First of all: you're probably saying his name wrong. According to his official bio, TV's favorite dog trainer was born in Culiacán, Mexico. His full name is César Felipe Millán Favela. So, it's not Cesar like the salad. The emphasis is on the first syllable and it's a short e sound. And his last name isn't pronounced like the Italian city of haute couture fame, but with the y sound of the Spanish letter ll.

Now that we've gotten the pedantic details out of the way, let's get to the fun stuff: the dogs. Although he now knows the science behind training and communicating with our furry best friends, Cesar initially learned to be able to calm and control even the most aggressive and difficult dogs from his grandfather, Teodoro, who worked on a farm in a small town near Culiacán. "When I started reading all the scientific books, I realized that most of those things my grandfather knew from experience, from trial and error," he says in his bio. "For example, he didn't know a dog's nose was 10,000 times more powerful than a human's nose. He just knew this is the way dogs experience the world – nose first... He never had training, but he was very instinctual, a natural pack leader, and I think he saw that same gift in me."

Cesar was born to talk to dogs

Cesar also saw that trait in himself at an early age. His favorite TV shows growing up were Lassie and The Adventures of Rin Tin Tin. After watching their canine escapades, he told his mom, "I'm going to be the best dog trainer in the world." He loved dogs so much that he was bullied by other kids, who called him "dog boy" (an insult that's much meaner in Spanish than it sounds to us English speakers, he said in a 2019 blog post). This experience led him to become an advocate against bullying in schools, using children's natural love for dogs to build healthy social skills. "The only acceptable type of bully is the dog breed," he tweeted in 2017. "No one should be afraid to be themselves."

When Cesar first came to the United States, there was one person who also saw his special way with man's best friend and helped him find success as a celebrity dog trainer. Actress Jada Pinkett Smith was one of his first celebrity clients. "He has a gift," she told People magazine in 2009. Pinkett was so impressed that she recommended him to other high-profile dog owners, like Oprah Winfrey, helping him fulfill his destiny as The Dog Whisperer.
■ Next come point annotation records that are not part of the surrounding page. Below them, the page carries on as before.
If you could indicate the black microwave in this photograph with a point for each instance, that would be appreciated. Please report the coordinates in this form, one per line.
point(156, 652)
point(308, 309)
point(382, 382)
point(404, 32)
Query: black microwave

She also helped him gain his U.S. citizenship, which he received in March 2009. "She hired a teacher for me for a year," said Cesar. "Famous people don't do that a lot. Special people do that."

Cesar is one of many celebrities who first came to the U.S. as undocumented immigrants

Cesar first came to the United States when he was 21 years old. He entered the country via a coyote, or smuggler, with only $100 in his pocket and a head full of ambition. He went to California, where he began working as a dog walker and kennel cleaner. According to Global News, he knew what he did was wrong, but he was intent on fulfilling the aspiration he'd told his mom as a young boy, telling Pinkett Smith that he was aware that he "broke a boundary and a rule, [but] it was for a dream." (Other notable celebs who first came to the U.S. as undocumented immigrants include Salma Hayek, Michael J. Fox, Arnold Schwarzenegger, and Melania Trump.)

According to Men's Journal, he had tried to find work in Mexico as a dog trainer, but was unable to, even in big cities like Guadalajara. He tried to cross the border for two weeks, but kept getting caught. Then he found the coyote who helped him cross. The crossing cost him the $100 that his father had given him for the trip, but the bet paid off, not only for Cesar, and not only for the celebs whose dogs he trained, but for the millions of fans he now has across the world whose relationships with their own man's best friends have been improved with his expert advice.